Tencent leads $45M investment in French payment app Lydia
French mobile payments app Lydia has raised €40 million (about $45 million) in a Series B fundraising round led by Tencent Holdings, owner of WeChat Pay.
Additional investors in the Series B round included French insurance company CNP Assurances; asset manager New Alpha, which has been an investor since 2016; and Franco-German private equity group XAnge. Lydia reports that it will use the funding to scale its mobile financial services platform and expand across Europe. Lydia splashed onto the global fintech stage in April 2016 by becoming the first payment app on the Slack chat platform, beating out PayPal in enabling Slack users to pay each other.
“Today, 25% of 18 to 30 years-old in France have a Lydia account, and we built this powerful network effect engine with very little investment," Cyril Chiche, co-founder and CEO of Lydia, said in a press release. "With the new funding round and a partner like Tencent, who will help us save a lot of time and avoid costly mistakes in this scaling-up phase, we have all the reasons to be very ambitious.”
Since its launch in 2013 and debut on the Slack chat platform, Lydia has aggressively moved to build out its financial services platform and attract more users. Lydia introduced Google Pay onto its Android app in December 2018 for in-store payments at over 600,000 French merchants with transactions over €30 (about $33) secured by facial recognition, fingerprint or a four digit PIN code depending on phone model.
Lydia launched Apple Pay in 2017 following previous implementation of a P2P application for Apple Watch in April 2015, and integrations with Apple's iMessage and Siri. Lydia also launched a smartphone-controlled Mastercard with real-time notifications and top-up capabilities.

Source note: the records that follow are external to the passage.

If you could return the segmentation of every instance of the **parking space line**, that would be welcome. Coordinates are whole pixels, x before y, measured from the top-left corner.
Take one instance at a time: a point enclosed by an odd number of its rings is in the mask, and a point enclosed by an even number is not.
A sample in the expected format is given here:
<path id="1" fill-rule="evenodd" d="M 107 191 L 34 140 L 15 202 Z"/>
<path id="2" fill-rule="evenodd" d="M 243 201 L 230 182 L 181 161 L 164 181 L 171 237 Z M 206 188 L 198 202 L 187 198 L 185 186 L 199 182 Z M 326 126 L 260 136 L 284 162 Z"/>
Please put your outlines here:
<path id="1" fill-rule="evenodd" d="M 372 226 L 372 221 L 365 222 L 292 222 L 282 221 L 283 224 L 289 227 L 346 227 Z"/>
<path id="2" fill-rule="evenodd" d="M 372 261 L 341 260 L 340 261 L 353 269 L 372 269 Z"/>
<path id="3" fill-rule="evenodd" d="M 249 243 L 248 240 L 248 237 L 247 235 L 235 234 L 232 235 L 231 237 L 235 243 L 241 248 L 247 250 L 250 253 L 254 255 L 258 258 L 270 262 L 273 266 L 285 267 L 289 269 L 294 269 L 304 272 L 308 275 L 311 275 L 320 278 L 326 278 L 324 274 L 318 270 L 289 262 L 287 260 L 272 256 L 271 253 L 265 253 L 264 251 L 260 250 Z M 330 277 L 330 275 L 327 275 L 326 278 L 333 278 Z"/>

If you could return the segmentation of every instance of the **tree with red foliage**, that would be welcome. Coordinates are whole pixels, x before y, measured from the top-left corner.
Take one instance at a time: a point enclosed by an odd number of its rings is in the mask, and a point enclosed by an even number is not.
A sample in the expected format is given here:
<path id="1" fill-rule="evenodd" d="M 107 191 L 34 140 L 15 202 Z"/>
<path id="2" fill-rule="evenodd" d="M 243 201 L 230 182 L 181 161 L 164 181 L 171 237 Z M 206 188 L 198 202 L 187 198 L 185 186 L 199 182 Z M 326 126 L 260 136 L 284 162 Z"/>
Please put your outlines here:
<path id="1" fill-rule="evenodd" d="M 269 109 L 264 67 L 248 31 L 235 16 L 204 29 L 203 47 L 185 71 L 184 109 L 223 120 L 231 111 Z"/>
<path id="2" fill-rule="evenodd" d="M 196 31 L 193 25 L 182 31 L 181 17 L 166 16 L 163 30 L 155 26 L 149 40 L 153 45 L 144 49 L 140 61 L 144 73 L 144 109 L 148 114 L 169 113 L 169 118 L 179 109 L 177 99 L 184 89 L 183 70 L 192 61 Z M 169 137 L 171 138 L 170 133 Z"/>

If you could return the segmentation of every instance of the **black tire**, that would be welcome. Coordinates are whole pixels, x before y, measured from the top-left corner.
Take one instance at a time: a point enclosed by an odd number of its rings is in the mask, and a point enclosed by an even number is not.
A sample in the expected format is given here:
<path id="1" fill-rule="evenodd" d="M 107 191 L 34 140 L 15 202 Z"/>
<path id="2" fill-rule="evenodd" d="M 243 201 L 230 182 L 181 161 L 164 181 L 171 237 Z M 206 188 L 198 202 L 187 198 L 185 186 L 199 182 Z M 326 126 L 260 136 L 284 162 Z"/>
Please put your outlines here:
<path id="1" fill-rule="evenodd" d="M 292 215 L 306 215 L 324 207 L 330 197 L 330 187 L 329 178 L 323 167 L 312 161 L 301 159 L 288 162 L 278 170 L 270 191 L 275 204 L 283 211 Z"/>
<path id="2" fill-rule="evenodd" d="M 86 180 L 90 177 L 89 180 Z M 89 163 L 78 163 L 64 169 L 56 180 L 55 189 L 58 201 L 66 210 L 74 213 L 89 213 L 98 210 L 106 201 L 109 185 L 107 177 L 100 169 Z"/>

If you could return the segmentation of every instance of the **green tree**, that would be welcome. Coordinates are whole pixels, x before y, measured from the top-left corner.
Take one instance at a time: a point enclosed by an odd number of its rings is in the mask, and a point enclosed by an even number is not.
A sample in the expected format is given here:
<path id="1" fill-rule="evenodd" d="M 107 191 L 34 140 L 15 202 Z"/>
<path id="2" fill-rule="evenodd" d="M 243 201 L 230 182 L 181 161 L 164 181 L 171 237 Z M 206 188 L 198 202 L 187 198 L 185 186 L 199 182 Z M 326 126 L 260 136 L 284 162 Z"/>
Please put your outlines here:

In December, Lydia introduced the ability for its French users to request instant credit lines of between €100 and €1,000 (about $110 and $1,100) through a partnership with Banque Casino. The lines are payable within three months of origination, according to a report from TechCrunch. Additionally, through its partnership with CNP Assurances, Lydia is offering its customers the ability to insure their smartphones for a small monthly fee.
Lydia also allows its users to share sub-accounts with friends and family to help manage and track money movement, such as during travel or sharing an apartment with someone, according to a report from the internet publication Smarthostingplans.com.
Lydia has raised over $73 million in capital over five funding rounds since 2013, according to Crunchbase, a website that tracks investments in private companies.